Library size used when converting predicted log CPM back to raw counts. Only effective when `fixed_total_count = TRUE`.

- Default: 10,000,000 for bulk; 10,000 for single-cell

### deterministic_latents (logical, optional)

If `TRUE`, the model uses the mean of each latent distribution (`p(z|metadata)` for perturbation, `q(z|x)` for conditioned components) instead of sampling.
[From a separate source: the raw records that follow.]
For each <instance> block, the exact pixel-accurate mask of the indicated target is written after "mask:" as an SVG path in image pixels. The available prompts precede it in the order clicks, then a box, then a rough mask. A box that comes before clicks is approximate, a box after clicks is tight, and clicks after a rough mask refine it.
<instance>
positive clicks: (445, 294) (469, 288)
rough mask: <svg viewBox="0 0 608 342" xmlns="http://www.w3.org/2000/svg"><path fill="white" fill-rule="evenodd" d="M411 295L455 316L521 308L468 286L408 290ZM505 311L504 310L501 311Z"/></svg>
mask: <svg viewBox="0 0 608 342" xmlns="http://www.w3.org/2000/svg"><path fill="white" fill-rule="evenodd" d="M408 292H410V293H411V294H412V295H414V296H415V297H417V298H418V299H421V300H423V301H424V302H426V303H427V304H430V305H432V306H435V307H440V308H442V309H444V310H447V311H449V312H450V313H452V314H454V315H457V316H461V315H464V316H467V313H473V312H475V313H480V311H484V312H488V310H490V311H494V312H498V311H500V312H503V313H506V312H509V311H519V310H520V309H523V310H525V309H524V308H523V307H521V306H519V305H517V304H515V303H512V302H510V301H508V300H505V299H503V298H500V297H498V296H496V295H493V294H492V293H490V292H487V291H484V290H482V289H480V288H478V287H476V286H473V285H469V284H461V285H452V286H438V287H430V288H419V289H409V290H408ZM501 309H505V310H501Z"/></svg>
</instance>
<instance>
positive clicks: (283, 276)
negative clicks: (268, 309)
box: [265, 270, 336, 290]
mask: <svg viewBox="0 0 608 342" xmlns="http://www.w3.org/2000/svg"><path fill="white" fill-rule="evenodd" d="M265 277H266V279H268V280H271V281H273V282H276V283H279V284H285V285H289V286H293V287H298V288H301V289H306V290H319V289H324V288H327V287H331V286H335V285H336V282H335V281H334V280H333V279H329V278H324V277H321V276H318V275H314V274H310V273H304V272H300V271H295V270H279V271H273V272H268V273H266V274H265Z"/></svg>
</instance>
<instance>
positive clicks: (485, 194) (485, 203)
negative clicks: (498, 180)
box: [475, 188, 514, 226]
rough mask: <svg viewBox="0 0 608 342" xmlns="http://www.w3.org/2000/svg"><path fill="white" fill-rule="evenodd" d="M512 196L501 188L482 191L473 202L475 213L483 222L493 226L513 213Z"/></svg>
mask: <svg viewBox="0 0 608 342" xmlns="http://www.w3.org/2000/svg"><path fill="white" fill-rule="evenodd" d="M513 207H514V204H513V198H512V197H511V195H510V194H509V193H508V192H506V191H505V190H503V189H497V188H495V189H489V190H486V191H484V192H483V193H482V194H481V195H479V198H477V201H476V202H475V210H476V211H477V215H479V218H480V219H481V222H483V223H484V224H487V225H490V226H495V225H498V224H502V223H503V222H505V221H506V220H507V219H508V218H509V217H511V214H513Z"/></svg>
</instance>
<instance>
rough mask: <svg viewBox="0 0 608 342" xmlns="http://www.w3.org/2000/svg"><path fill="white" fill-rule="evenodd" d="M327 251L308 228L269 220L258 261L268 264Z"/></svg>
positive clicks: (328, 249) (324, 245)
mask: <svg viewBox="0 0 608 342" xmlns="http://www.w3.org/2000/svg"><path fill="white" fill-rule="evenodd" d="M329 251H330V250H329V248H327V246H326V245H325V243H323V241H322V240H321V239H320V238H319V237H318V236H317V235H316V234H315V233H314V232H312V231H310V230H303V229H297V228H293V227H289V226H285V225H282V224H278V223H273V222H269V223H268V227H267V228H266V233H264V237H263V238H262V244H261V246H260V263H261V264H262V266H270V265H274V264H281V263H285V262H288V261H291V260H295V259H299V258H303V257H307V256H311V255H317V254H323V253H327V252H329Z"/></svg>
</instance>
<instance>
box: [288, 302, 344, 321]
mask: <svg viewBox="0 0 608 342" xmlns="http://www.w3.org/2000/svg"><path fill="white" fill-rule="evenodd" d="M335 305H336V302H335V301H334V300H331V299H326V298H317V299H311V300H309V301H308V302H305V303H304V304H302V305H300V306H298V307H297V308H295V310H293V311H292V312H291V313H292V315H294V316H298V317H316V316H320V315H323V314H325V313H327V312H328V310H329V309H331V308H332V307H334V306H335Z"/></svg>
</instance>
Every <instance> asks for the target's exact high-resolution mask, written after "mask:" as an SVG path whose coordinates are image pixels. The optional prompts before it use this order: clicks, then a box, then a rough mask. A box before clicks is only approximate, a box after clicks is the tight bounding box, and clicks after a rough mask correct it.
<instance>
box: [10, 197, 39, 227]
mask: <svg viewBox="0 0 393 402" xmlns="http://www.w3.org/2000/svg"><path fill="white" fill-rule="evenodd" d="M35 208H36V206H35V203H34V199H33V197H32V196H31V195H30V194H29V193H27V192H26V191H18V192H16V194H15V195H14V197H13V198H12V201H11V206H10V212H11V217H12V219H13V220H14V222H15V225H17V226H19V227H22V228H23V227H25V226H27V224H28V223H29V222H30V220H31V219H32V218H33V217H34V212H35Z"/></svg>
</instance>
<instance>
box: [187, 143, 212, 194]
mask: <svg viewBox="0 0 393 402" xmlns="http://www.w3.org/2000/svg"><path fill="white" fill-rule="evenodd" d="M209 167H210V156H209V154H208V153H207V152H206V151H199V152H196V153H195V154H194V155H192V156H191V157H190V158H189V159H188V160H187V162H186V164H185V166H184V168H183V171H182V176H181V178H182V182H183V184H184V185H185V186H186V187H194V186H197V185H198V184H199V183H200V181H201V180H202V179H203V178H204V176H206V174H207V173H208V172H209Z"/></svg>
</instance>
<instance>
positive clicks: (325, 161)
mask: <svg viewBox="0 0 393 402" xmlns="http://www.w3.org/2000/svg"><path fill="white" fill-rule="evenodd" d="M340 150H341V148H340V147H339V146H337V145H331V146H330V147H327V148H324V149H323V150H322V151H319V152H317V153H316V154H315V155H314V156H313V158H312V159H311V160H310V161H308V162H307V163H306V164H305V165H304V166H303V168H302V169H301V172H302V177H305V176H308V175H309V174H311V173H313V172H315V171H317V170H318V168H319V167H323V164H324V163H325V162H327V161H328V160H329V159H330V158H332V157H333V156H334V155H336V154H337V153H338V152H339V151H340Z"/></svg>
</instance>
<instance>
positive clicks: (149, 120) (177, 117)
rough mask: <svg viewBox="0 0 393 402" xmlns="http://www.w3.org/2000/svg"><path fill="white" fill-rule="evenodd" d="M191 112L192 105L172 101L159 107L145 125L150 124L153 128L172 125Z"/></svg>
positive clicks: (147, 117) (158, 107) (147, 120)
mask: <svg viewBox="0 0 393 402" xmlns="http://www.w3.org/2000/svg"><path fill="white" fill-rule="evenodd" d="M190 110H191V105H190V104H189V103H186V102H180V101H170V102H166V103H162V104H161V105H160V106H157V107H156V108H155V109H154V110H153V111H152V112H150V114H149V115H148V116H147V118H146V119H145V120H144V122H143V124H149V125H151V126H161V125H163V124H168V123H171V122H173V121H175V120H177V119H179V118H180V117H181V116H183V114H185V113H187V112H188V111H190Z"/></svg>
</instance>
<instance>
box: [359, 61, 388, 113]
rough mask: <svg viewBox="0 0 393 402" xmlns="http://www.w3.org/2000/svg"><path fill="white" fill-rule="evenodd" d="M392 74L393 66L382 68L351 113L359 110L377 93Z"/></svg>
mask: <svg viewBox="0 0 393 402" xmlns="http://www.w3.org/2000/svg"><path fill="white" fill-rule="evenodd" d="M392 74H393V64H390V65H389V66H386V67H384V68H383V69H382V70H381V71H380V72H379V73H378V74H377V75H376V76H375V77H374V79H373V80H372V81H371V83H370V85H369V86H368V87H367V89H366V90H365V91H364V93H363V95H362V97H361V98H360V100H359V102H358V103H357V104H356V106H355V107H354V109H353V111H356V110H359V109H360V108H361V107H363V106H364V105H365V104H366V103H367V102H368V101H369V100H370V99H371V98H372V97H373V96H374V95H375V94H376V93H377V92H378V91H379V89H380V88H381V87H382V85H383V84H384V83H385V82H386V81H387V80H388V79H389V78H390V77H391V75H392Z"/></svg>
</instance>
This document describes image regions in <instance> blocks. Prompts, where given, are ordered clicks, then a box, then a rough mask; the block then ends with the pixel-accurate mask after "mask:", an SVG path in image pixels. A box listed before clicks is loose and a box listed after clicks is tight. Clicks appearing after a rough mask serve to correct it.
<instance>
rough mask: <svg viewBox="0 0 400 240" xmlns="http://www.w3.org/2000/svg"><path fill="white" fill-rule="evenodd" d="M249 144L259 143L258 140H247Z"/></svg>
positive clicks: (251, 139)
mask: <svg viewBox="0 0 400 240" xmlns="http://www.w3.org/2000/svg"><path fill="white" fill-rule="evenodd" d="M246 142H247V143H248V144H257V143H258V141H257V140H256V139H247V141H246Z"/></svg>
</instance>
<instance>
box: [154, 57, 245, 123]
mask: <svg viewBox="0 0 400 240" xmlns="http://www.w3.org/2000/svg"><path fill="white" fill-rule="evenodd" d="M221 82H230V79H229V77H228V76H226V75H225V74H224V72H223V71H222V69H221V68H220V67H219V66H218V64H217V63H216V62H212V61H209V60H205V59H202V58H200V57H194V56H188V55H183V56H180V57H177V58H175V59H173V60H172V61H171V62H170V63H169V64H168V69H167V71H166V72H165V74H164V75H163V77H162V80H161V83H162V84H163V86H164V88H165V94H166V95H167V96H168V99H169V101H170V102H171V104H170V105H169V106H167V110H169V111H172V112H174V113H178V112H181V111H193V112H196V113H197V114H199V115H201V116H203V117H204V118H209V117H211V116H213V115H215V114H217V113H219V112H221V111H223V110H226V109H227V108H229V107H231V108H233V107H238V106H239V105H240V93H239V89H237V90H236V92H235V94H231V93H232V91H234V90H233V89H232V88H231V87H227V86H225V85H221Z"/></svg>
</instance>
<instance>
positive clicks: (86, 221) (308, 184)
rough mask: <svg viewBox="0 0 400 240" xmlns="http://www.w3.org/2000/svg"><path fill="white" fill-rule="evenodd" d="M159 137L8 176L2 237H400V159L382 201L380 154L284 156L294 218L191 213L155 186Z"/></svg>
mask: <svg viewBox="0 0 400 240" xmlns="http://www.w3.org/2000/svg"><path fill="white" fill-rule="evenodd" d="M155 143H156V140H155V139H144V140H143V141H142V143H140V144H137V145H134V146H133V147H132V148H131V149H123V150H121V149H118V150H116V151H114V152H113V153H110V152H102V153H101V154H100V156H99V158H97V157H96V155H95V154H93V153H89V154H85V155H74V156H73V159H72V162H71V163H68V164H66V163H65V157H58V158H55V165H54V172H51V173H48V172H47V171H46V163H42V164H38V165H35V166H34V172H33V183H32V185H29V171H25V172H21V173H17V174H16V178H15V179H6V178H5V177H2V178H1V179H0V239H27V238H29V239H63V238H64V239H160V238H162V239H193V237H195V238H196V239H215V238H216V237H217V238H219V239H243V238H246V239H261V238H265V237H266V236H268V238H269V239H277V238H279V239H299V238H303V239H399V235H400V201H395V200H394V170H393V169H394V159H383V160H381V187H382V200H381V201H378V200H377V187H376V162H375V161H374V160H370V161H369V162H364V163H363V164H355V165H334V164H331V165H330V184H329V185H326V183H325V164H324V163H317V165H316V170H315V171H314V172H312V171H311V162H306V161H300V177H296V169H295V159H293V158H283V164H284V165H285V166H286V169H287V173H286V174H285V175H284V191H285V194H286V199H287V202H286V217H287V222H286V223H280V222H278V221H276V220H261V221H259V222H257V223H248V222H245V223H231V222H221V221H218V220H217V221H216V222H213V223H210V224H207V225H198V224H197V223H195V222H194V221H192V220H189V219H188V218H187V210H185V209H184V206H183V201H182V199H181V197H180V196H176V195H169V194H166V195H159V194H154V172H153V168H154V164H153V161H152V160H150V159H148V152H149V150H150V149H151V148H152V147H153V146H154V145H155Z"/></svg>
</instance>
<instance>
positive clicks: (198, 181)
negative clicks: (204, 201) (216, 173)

This produces deterministic, reproducible outputs.

- Default: `FALSE`

```{r deterministic-example, eval=FALSE}
query$deterministic_latents <- TRUE
```

### seed (integer, optional)

Random seed for reproducibility.

```{r seed-example, eval=FALSE}
query$seed <- 42
```

## Valid Perturbation Metadata

| Field                      | Description / Format                                                                                                                                                                  |
|----------------------------|---------------------------------------------------------------------------------------------------------------------------------------------------------------------------------------|
| `perturbation_ontology_id` | Ensembl gene ID (e.g., `ENSG00000141510`), [ChEBI ID](https://www.ebi.ac.uk/chebi/), [ChEMBL ID](https://www.ebi.ac.uk/chembl/), or [NCBI Taxonomy ID](https://www.ncbi.nlm.nih.gov/taxonomy) |
| `perturbation_type`        | One of: "coculture", "compound", "control", "crispr", "genetic", "infection", "other", "overexpression", "peptide or biologic", "shrna", "sirna"                                      |
| `perturbation_time`        | Time since perturbation (e.g., "24h", "48h")                                                                                                                                          |
| `perturbation_dose`        | Dose of perturbation (e.g., "10uM", "1mg/kg")                                                                                                                                         |

## Working with Results

The result structure is similar to baseline models:

```{r results, eval=FALSE}
# Access metadata and expression matrices
metadata <- result$metadata
expression <- result$expression

# Compare to your reference
dim(expression)
head(metadata)
```

### Differential Expression

When conditioning on both biological and technical latents, you can directly compare the generated expression to your reference to identify perturbation effects:
```{r de-analysis, eval=FALSE}
# Your reference (input) counts
reference_cpm <- your_reference_counts / sum(your_reference_counts) * 1e6

# Generated (perturbed) counts
generated_cpm <- expression[1, ] / sum(expression[1, ]) * 1e6

# Log fold change
log2fc <- log2(generated_cpm + 1) - log2(reference_cpm + 1)

# Identify top changed genes
head(sort(log2fc, decreasing = TRUE), 20)
```

## Important Notes

### Counts Vector Length

The reference counts vector must match the model's expected number of genes. If the length doesn't match, the API will return a validation error.

Use `get_example_query()` to see the expected structure and ensure your counts vector has the correct length.

### Gene Order

Ensure your reference counts are in the same gene order expected by the model. The response includes a `gene_order` field that specifies the expected order.